The shocking, real reason why gorillas pound their chests
The image of King Kong beating his chest might seem like the ultimate threat display. However, German scientists have discovered that gorillas thump their sternums to avoid — rather than instigate — a fight.
Specifically, pec-pounding advertises the primate’s size, fighting prowess and other practical info, providing rivals a picture of what they’d be up against if they chose to throw down, National Geographic reported.
“We found it is definitely a real, reliable signal — males are conveying their true size,” Edward Wright, a researcher at the Max Planck Institute for Evolutionary Anthropology, told the Guardian. He co-authored the percussive study published Thursday in “Scientific Reports.”
Many have speculated that gorillas communicate size through moob-banging, but “there had been no data to support this claim,” according to Roberta Salmi, director of the University of Georgia’s Primate Behavioral Ecology Lab.
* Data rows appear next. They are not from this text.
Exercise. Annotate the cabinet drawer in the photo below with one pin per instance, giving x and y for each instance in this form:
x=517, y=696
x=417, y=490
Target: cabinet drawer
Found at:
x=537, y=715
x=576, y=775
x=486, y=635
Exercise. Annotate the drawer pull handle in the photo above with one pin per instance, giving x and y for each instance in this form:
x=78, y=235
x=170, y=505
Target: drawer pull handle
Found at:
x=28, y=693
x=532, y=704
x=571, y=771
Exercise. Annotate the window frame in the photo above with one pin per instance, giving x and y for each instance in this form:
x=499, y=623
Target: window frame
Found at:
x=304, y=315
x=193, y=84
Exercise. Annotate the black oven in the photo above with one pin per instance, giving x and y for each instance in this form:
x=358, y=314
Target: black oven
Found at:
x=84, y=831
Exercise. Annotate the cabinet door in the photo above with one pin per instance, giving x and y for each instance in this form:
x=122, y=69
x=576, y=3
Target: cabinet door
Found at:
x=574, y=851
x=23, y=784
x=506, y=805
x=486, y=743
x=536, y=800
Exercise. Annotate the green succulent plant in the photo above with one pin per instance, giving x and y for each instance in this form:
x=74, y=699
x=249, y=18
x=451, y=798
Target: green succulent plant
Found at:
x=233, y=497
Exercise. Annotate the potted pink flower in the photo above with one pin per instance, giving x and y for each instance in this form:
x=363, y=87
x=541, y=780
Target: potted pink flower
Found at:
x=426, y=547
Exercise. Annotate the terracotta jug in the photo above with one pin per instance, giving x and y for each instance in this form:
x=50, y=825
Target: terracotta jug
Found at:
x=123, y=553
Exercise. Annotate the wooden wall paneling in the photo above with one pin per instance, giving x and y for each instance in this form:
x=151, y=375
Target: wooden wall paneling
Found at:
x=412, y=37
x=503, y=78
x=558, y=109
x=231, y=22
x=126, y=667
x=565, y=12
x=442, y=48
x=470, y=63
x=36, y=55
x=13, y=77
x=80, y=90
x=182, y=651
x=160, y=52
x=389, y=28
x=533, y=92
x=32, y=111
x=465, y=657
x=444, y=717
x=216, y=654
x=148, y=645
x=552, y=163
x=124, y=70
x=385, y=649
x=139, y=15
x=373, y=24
To prove their titillating theory, Wright and his team spent 3,000 hours studying endangered mountain gorillas in Rwanda’s Volcanoes National Park, National Geographic reported.
They used audio equipment to record chest-beat sound frequencies, number and duration of each display in six animals between November 2015 and July 2016. They then compared these variables to the size of the specimens, which were gauged by analyzing photos of the beasts.
The researchers found that bigger gorillas produced lower frequencies than their smaller counterparts, signifying that pectoral percussion was an “honest signal of competitive ability” and size, rather than an exaggerated threat display, per the study. Think a UFC fighter listing their stats vs. a drunkard puffing up their chest at the bar.
As larger body size correlated to higher social rank — and therefore fighting ability — scientists deduced that conveying it through chest-beating could help gorillas avoid violence — a must in a species that grows up to 500 pounds.